Conventional surgical planning is based on anteroposterior and lateral radiographs which provides flexion–extension and varus–valgus deformity angles [5]. Information on rotation deformity in the transverse plane is not available. This renders standard treatment suboptimal for cases in which rotation about the bone axis exists. Preoperative 3-D planning of an OSCRO provides a patient-specific approach, optimal bone contact, and can correct multidirectional deformities. The original length error (25.9 mm) existed due to bone angulation, which was corrected during surgery, and due to bone loss as a result of the fracture and the healing process. The latter cannot be compensated by application of an OSCRO unless a graft is inserted in between the bone segments. The residual translations of the distal bone segment in the transverse plane are considered of lesser clinical importance since they can be compensated for by very small hip joint movements. The residual rotation errors were small (<5°) and are considered acceptable as surgical treatment outcome [1, 6].

In this case, a cutting guide was used to transfer the preoperative planned osteotomy to the patient’s bone. The use of surgical guides allows orienting the cutting blade with high accuracy [7] and without using complex navigation systems. A disadvantage of using guides is the need of sufficient bone exposure for correct placement. In this specific case, adequate bone exposure was created for fixation with a large plate and screws.

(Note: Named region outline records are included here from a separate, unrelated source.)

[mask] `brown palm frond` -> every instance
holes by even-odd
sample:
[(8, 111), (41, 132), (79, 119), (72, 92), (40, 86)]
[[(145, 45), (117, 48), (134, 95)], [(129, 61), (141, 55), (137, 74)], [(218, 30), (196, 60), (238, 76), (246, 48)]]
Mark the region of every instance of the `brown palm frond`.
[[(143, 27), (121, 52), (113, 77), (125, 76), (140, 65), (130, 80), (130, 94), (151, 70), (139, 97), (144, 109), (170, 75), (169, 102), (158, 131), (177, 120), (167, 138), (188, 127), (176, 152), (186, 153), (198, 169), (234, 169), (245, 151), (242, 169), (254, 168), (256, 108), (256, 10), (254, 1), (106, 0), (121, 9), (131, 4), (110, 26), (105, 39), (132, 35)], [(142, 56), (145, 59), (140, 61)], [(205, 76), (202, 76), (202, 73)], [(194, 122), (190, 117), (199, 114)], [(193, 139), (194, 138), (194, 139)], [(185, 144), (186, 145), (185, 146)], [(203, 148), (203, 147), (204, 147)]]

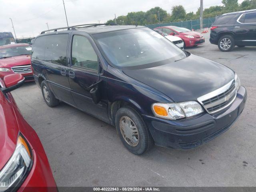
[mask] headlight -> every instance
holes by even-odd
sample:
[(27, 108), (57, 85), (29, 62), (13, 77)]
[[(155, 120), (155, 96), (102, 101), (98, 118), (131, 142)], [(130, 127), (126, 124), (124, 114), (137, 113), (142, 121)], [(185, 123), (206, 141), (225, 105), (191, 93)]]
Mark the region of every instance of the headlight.
[(11, 70), (8, 68), (0, 68), (0, 72), (10, 72)]
[(19, 185), (26, 177), (32, 164), (29, 146), (21, 135), (12, 156), (0, 172), (0, 191)]
[(201, 105), (194, 101), (171, 103), (154, 103), (152, 110), (155, 116), (168, 119), (190, 117), (204, 111)]
[(240, 88), (240, 80), (236, 73), (235, 74), (235, 82), (236, 90), (238, 91)]
[(190, 38), (193, 39), (195, 38), (194, 36), (192, 36), (192, 35), (184, 35), (186, 37), (187, 37), (188, 38)]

When choosing the method of fixation, a surgeon may use an intramedullary nail, which helps with the alignment. However, this may be cumbersome if the intramedullary canal is curved or blocked by sclerotic bone. The nail may disturb the endosteal blood supply further [8] as the periosteal blood supply might be impaired by the exposure and osteotomy. For the motivated and compliant patient, a computer-guided hexapod correction may be an option for this deformity [9]. It provides bone repositioning based on distraction osteogenesis. This external frame is bulky, causing discomfort to the patient and adding the risk of pin track infections; it may not be the correct option for every patient.

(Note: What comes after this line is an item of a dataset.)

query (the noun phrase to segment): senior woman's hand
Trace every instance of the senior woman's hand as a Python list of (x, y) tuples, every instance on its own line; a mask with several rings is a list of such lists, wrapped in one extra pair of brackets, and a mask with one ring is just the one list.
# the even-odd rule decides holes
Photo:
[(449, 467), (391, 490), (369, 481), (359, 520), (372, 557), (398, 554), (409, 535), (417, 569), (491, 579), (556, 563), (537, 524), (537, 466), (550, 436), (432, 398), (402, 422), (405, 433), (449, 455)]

Alternative methods for intraoperative bone realignment have been reported. In one method, parallel pin pairs are inserted in the distal and proximal bone segment using a drill guide. After osteotomy, the pin pairs are inserted into a reduction guide to achieve reduction [10]. Other techniques use drilling and cutting guides to predrill holes for subsequent fixation using standard osteosynthesis material [11], or by using patient-specific fixation plates that provide accurate alignment of the bone segments [4, 12, 13]. All these approaches may reduce the surgical error but do not allow any deviation from the preoperative plan in cases where the planned rotation angle appears unfeasible during surgery.

The OSCRO requires a demanding preoperative planning of the oblique osteotomy and calculation of the rotation angle which is not available in general health facilities. This can be considered a disadvantage of the technique. However, the technological aspects of the technique have fully been described [2, 3] and may soon become available from companies specialized in surgical planning. It renders the OSCRO option accessible to and financially viable for most orthopedic surgeons. This enables treatment of complex long bone deformities in most hospitals. The proposed method requires the contralateral limb to be unaffected; this may not be the case for every patient. In this case report, a guide was used to perform the osteotomy while subsequent reduction was achieved by manual rotation of the distal bone segment. Although guided by a simple angled jig, this approach turned out to provide acceptable clinical results.

In conclusion, this case report demonstrates that correction of a complex multidimensional deformity of a long bone is possible using relatively simple means by considering a preoperatively planned oblique single-cut rotation osteotomy.